UN INTERVENTO STORICO
- Il Ministero della Cultura greco celebra il completamento di uno dei restauri più complessi dell'Acropoli. "Un intervento estremamente impegnativo, grazie al quale il frontone occidentale del Partenone viene presentato nella sua forma più completa degli ultimi 220 anni", ha dichiarato la ministra Lina Mendoni. "Lo spettacolo è davvero mozzafiato".
IL TEMPIO DI ATENA
- Costruito nel V secolo a.C., il Partenone fu dedicato ad Atena, dea protettrice della città. Nel corso dei secoli, il tempio è stato utilizzato come tesoro pubblico, moschea, caserma militare e ha subito danni causati da guerre, calamità naturali e restauri poco accurati. La lunga storia del monumento rende l'intervento un tassello essenziale nella tutela del sito.
LE FERITE DEL PASSATO
- Tra la fine dell'Ottocento e la prima metà del Novecento gli interventi dell'architetto Nikolaos Balanos, poi ritenuti dannosi, compromettevano la stabilità del tempio.

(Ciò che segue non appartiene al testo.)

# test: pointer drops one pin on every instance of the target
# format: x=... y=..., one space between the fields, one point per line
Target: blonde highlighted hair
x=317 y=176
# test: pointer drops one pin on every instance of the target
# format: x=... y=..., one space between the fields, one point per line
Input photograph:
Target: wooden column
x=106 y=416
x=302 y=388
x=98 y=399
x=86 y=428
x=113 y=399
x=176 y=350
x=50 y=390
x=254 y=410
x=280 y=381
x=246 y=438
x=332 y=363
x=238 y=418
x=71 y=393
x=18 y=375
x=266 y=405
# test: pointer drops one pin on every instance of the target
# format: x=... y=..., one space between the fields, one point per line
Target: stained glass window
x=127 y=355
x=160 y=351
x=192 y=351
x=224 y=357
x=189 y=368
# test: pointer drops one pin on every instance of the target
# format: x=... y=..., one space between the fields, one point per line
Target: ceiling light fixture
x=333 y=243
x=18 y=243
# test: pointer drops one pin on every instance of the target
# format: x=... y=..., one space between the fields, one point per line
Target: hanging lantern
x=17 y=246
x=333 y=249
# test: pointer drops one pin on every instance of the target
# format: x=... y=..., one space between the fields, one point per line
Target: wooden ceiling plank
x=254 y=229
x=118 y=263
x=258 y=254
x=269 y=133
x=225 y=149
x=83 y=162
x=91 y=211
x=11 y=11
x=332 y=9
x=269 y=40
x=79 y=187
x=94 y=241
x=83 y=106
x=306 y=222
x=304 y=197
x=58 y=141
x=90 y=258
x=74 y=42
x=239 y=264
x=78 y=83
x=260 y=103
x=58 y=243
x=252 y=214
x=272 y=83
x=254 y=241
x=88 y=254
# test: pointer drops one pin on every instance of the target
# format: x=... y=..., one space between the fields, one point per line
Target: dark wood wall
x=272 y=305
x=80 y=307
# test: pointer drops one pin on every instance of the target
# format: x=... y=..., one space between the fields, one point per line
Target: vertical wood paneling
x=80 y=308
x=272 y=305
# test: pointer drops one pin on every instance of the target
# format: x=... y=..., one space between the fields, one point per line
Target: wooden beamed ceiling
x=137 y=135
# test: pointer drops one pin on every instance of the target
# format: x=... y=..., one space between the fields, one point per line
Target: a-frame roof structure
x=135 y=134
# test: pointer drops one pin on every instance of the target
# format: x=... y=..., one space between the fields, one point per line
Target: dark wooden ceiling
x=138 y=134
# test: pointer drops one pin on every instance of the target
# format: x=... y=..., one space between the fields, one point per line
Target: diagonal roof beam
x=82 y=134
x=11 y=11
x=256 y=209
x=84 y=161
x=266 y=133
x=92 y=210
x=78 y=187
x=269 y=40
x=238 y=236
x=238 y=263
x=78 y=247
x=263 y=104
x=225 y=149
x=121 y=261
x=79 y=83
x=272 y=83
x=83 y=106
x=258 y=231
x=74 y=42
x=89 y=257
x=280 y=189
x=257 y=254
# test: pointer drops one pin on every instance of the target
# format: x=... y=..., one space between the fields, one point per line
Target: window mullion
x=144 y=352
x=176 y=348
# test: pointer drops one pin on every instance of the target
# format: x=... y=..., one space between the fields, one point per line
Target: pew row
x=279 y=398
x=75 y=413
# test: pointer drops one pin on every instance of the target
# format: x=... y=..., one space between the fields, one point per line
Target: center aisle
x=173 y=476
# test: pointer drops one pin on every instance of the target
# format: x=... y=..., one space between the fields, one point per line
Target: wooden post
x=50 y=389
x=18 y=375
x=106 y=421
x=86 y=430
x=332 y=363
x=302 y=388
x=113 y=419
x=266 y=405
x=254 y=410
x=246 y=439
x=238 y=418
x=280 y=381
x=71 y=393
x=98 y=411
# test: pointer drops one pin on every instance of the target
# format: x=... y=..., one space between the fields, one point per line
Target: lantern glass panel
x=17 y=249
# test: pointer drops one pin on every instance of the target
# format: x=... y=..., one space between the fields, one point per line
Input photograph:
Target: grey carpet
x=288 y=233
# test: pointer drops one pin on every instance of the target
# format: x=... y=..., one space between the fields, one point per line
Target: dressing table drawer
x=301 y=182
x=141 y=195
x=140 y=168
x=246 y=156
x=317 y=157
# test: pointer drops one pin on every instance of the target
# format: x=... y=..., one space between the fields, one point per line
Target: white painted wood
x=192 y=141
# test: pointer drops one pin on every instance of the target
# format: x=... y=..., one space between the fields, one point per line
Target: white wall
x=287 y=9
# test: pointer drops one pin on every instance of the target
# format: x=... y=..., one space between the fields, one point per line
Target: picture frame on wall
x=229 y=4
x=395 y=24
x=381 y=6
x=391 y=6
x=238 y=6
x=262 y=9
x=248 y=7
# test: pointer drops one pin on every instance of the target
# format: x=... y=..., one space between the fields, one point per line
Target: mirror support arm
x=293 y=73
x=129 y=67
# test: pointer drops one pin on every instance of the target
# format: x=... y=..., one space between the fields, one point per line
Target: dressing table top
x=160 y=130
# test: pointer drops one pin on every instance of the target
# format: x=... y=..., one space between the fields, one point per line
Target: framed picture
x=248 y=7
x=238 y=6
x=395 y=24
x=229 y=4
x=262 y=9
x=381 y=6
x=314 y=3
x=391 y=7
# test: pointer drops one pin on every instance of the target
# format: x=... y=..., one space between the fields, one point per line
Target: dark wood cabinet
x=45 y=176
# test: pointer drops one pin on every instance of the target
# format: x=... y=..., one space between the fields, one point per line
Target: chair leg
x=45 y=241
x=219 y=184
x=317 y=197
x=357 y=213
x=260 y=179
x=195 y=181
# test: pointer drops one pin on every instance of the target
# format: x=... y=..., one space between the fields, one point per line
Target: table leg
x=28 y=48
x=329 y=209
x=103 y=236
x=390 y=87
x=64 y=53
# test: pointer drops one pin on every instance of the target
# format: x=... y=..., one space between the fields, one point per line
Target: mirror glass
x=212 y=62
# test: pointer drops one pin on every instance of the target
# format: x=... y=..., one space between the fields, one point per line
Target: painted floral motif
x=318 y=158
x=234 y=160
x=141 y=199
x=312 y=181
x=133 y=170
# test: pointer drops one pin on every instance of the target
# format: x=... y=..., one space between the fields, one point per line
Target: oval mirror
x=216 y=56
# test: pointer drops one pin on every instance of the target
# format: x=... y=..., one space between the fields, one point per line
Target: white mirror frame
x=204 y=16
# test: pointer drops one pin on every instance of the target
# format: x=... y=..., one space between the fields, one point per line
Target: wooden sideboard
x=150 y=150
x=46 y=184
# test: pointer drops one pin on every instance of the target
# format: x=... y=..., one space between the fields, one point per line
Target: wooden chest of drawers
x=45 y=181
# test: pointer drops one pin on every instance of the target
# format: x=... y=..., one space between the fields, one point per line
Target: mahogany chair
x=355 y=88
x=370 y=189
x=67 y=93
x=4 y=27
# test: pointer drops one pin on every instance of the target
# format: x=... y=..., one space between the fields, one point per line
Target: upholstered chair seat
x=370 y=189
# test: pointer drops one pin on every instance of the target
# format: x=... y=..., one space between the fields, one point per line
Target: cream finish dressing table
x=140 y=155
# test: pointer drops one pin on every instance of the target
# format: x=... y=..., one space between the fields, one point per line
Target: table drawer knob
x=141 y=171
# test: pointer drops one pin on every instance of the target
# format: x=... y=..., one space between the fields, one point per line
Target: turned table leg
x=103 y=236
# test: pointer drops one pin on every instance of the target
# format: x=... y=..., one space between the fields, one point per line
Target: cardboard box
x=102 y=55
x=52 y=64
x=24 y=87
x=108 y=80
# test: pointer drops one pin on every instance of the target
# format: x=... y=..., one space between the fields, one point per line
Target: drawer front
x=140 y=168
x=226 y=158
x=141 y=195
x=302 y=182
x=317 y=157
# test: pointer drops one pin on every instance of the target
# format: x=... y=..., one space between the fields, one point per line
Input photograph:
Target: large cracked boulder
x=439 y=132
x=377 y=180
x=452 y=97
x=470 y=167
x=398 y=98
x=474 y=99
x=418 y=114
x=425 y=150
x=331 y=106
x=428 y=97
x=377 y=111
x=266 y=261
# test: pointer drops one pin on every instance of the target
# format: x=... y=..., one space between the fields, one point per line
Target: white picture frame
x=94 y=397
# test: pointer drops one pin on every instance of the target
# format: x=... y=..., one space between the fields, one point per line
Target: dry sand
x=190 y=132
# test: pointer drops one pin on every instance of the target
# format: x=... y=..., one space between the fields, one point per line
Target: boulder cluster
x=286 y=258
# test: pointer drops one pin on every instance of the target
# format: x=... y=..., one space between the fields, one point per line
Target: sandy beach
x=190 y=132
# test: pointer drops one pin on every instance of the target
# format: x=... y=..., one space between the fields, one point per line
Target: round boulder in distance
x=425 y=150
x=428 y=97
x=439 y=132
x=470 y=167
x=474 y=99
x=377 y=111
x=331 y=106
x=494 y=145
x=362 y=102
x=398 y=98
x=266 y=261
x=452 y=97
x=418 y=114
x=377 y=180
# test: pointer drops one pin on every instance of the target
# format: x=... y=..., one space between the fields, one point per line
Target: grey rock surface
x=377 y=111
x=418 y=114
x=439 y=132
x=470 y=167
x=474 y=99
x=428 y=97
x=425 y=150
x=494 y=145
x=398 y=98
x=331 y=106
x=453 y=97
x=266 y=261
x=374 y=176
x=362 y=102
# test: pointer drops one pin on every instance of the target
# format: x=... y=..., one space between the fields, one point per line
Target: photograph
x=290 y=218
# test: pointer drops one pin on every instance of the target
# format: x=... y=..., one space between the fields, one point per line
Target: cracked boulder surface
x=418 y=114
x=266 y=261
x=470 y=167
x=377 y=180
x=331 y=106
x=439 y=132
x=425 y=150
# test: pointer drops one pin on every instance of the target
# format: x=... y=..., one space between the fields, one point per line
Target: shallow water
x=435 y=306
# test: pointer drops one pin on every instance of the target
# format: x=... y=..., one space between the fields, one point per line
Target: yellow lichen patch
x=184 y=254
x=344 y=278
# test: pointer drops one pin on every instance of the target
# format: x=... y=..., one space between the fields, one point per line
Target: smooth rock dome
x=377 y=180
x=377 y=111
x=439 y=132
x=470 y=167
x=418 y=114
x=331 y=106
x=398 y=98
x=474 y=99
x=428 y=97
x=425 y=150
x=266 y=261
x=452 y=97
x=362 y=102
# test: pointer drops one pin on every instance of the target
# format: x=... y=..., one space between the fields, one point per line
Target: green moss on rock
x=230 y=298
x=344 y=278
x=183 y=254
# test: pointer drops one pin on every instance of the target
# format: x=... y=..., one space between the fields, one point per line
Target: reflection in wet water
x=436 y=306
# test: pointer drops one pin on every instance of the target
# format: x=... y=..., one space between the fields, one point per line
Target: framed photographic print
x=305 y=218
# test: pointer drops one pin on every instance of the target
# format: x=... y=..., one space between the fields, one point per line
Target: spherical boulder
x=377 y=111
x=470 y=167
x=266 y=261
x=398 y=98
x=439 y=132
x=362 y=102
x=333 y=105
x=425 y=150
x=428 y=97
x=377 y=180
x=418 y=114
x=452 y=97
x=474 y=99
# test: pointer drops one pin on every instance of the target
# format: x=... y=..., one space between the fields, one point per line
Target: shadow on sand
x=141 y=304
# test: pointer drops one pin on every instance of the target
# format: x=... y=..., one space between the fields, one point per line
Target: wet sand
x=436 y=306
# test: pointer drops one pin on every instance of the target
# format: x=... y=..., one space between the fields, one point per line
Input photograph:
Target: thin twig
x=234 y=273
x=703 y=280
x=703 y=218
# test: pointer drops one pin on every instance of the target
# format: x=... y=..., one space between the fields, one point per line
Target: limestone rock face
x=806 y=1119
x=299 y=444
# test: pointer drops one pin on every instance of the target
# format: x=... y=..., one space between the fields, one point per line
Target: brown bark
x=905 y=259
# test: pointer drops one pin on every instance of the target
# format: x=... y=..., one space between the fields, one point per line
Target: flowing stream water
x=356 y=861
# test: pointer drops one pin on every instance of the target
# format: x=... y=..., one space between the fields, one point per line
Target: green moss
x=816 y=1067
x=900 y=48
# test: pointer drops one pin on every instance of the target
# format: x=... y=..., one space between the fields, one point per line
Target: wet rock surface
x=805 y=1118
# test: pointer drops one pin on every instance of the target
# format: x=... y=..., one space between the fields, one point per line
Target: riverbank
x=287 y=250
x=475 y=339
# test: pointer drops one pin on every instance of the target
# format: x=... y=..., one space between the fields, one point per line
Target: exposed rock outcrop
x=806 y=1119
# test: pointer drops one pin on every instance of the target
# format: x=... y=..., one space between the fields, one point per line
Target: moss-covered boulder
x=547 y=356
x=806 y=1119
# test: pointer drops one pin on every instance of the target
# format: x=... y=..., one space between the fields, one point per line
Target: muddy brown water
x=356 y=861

Le operazioni attuali mirano a correggere quegli errori strutturali.
LA SVOLTA DEL 1975
- Per porre rimedio a quei problemi, nel 1975 il governo greco istituì il Servizio per il Restauro dell'Acropoli, incaricato di definire e coordinare gli interventi conservativi sul sito archeologico.
LA SFIDA DEL MARMO
- I lavori sul frontone sono iniziati nel 2017. I restauratori hanno estratto e trasportato enormi blocchi di marmo dal Monte Pentelico, la cava originaria utilizzata dagli antichi ateniesi. Il materiale restituisce al Partenone la sua tipica tonalità dorata.
LE NUOVE LASTRE
- Il completamento del frontone è stato possibile grazie a due grandi lastre ortostatiche: una composta da frammenti antichi integrati, l'altra interamente nuova. I blocchi sono stati posati rispettivamente il 3 e il 5 marzo.
UN EQUILIBRIO RITROVATO
- L'intervento restituisce al Partenone una maggiore integrità architettonica. La ricomposizione del frontone permette una lettura più coerente dell'impianto originario concepito oltre 2.400 anni fa.
ORGOGLIO NAZIONALE
- Per il Ministero della Cultura greco si tratta di un momento di valore simbolico e identitario. Il restauro rafforza "la responsabilità di continuare a proteggere e valorizzare il principale simbolo della civiltà occidentale", ha concluso Mendoni.
UNA NUOVA VISIONE PER I VISITATORI
- Con la facciata occidentale finalmente libera dai ponteggi, milioni di visitatori potranno osservare il Partenone in una forma più vicina a quella immaginata dagli antichi costruttori.